2022-05-11 09:29:05

by Li Zhijian

[permalink] [raw]
Subject: [PATCH v2 0/2] RDMA/rxe: Fix no completion event issue

Since RXE always posts RDMA_WRITE successfully, it's observed that
no more completion occurs after a few incorrect posts. Actually, it
will block the polling. we can easily reproduce it by the below pattern.
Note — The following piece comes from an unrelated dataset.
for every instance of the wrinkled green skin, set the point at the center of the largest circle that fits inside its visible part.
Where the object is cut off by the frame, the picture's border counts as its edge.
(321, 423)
a. post correct RDMA_WRITE
b. poll completion event
while true {
c. post incorrect RDMA_WRITE(wrong rkey for example)
d. poll completion event <<<< block after 2 incorrect RDMA_WRITE posts
}

Li Zhijian (2):
RDMA/rxe: Update wqe_index for each wqe error completion
RDMA/rxe: Generate error completion for error requester state

drivers/infiniband/sw/rxe/rxe_req.c | 12 +++++++++++-
1 file changed, 11 insertions(+), 1 deletion(-)

--
2.31.1





2022-05-11 09:41:06

by Li Zhijian

[permalink] [raw]
Subject: [PATCH v2 1/2] RDMA/rxe: Update wqe_index for each wqe error completion

Previously, if user space keeps sending abnormal wqe, queue.prod will
keep increasing while queue.index doesn't. Once
queue.index==queue.prod in next round, req_next_wqe() will treat queue
as empty. In such case, no new completion would be generated.
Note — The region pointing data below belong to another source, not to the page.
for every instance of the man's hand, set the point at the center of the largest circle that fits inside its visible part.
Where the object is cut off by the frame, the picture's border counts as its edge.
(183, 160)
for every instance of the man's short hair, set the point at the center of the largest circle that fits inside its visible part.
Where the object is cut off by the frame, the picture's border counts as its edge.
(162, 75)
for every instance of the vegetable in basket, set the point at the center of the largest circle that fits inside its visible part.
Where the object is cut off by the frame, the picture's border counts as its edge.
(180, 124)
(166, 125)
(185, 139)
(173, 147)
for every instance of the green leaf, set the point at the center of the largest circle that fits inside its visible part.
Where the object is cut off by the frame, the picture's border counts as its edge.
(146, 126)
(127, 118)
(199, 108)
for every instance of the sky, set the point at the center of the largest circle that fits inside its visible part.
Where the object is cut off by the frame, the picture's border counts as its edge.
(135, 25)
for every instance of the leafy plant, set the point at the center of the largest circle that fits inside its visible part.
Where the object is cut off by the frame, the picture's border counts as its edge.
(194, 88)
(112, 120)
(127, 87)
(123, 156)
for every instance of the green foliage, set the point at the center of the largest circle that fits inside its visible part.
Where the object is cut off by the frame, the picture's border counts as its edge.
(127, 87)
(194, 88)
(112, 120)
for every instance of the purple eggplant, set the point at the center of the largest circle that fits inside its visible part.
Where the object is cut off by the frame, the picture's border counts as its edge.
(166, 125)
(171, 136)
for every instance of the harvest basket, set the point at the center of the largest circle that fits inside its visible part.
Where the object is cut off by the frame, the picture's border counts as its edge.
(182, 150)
Update wqe_index for each wqe completion so that req_next_wqe() can get
next wqe properly.

Signed-off-by: Li Zhijian <[email protected]>
---
V2: Fix typos in commit logs

drivers/infiniband/sw/rxe/rxe_req.c | 2 ++
1 file changed, 2 insertions(+)

diff --git a/drivers/infiniband/sw/rxe/rxe_req.c b/drivers/infiniband/sw/rxe/rxe_req.c
index a0d5e57f73c1..8bdd0b6b578f 100644
--- a/drivers/infiniband/sw/rxe/rxe_req.c
+++ b/drivers/infiniband/sw/rxe/rxe_req.c
@@ -773,6 +773,8 @@ int rxe_requester(void *arg)
if (ah)
rxe_put(ah);
err:
+ /* update wqe_index for each wqe completion */
+ qp->req.wqe_index = queue_next_index(qp->sq.queue, qp->req.wqe_index);
wqe->state = wqe_state_error;
__rxe_do_task(&qp->comp.task);

--
2.31.1




2022-05-11 10:00:23

by Li Zhijian

[permalink] [raw]
Subject: [PATCH v2 2/2] RDMA/rxe: Generate error completion for error requester state

SoftRoCE always returns success when user space is posting a new wqe where
it usually just enqueues a wqe.

Once the requester state becomes QP_STATE_ERROR, we should generate error
completion for all subsequent wqe. So the user is able to poll the
completion event to check if the former wqe is handled correctly.

Here we check QP_STATE_ERROR after req_next_wqe() so that the completion
can associate with its wqe.

Signed-off-by: Li Zhijian <[email protected]>
---
drivers/infiniband/sw/rxe/rxe_req.c | 10 +++++++++-
1 file changed, 9 insertions(+), 1 deletion(-)

diff --git a/drivers/infiniband/sw/rxe/rxe_req.c b/drivers/infiniband/sw/rxe/rxe_req.c
index 8bdd0b6b578f..ed6a486c4343 100644
--- a/drivers/infiniband/sw/rxe/rxe_req.c
+++ b/drivers/infiniband/sw/rxe/rxe_req.c
@@ -624,7 +624,7 @@ int rxe_requester(void *arg)
rxe_get(qp);

next_wqe:
- if (unlikely(!qp->valid || qp->req.state == QP_STATE_ERROR))
+ if (unlikely(!qp->valid))
goto exit;

if (unlikely(qp->req.state == QP_STATE_RESET)) {
@@ -646,6 +646,14 @@ int rxe_requester(void *arg)
if (unlikely(!wqe))
goto exit;

+ if (qp->req.state == QP_STATE_ERROR) {
+ /*
+ * Generate an error completion so that user space is able to
+ * poll this completion.
+ */
+ goto err;
+ }
+
if (wqe->mask & WR_LOCAL_OP_MASK) {
ret = rxe_do_local_ops(qp, wqe);
if (unlikely(ret))
--
2.31.1